Ben Taub and Lyndon B. Johnson hospitals evenly split a total of 80 nurses and 20 respiratory therapists.

Porsa said the extra nurses have allowed them to double their ICU capacity from 16 to 32 beds at each hospital.

However, the situation is getting worse as hospitalizations continue to go up because of COVID-19. Porsa puts on a brave front as his hospitals continue to be overrun with patients. He’s aware some patients aren’t getting the care they deserve.

“So I go home and I tell my wife about some of the patients that are waiting in our emergency rooms,” Porsa said. “She starts crying and I start crying. We have a stage 4 breast cancer patient who needs care. She has been in our emergency room for more than 24 hours.”

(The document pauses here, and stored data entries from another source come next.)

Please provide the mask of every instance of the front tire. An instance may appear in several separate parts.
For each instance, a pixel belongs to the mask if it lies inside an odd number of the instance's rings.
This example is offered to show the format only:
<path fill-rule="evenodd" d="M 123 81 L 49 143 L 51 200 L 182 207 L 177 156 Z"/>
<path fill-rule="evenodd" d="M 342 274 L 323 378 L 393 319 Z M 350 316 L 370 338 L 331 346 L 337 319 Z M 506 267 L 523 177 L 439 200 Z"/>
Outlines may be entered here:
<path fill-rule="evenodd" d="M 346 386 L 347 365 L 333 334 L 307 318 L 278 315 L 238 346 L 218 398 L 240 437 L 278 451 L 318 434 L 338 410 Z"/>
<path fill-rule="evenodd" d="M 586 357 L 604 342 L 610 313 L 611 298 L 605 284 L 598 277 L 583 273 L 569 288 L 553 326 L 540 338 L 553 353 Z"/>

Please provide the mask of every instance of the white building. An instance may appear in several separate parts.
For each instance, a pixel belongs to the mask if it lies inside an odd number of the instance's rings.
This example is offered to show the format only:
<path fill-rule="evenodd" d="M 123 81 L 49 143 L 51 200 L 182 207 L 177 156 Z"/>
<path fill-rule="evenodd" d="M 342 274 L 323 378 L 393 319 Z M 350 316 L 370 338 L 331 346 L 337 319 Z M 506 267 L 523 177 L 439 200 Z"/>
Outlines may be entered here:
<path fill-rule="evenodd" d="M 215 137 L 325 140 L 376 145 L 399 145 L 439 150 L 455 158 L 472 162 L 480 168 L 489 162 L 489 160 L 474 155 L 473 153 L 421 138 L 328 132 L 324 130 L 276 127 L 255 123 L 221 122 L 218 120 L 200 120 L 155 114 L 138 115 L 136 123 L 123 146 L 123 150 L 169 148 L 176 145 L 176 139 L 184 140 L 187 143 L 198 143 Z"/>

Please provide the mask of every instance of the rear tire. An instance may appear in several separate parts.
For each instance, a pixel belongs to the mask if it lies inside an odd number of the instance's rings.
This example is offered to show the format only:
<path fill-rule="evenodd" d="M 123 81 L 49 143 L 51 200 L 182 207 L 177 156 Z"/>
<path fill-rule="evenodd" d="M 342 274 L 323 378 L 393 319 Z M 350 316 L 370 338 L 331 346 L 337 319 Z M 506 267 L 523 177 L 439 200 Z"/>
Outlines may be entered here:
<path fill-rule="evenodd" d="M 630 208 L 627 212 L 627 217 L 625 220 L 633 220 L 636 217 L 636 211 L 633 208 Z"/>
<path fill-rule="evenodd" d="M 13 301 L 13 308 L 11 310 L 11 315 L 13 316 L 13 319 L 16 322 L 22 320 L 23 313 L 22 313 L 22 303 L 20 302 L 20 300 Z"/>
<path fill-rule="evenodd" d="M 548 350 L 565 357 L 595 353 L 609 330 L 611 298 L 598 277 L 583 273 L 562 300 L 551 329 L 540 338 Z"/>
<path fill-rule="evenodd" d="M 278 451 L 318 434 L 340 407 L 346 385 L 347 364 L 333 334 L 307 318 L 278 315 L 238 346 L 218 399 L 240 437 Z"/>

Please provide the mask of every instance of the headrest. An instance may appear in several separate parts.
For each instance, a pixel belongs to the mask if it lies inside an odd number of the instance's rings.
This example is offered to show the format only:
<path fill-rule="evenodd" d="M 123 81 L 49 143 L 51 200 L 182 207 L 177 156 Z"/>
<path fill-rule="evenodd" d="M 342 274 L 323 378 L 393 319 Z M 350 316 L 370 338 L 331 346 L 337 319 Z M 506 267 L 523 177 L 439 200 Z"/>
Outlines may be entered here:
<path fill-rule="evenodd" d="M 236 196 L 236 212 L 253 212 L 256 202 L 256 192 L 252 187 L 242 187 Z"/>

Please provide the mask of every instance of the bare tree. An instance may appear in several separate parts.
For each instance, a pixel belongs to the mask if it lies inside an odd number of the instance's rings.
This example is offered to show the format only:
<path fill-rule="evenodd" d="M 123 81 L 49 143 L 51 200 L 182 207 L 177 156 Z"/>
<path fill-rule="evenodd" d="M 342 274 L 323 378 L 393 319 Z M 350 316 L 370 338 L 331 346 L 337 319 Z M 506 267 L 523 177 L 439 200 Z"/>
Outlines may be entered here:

Porsa said at one point they had 130 people in the waiting room. He said they’re working to provide ICU-level care to as many patients as possible.

“We are creating ICU beds out of the nontraditional spaces. Specifically the units we call PAC-U, that’s post-anesthesia care units,” Porsa said.

Despite Harris Health getting 100 out-of-state nurses to help with staff shortages, COVID-19 tents outside of LBJ hospitals remain empty because there are not enough doctors to care for patients.

“As the situation gets worse, one of the things we’re going to be forced to do is to actually shut down some of the clinics, pull those providers inside hospitals to provide the services inside the tents,” Porsa said.

He said resources are not unlimited. Porsa said they’re approaching a critical situation where doctors and nurses may potentially have to ration care because there are just too many patients.

“Some of them, we as clinicians know, that they have very little chance of making it. There’s going to be some very tough decisions that have to be made about who’s going to receive the care,” he said.

He said the sad reality is some people are going to die in emergency rooms waiting for care.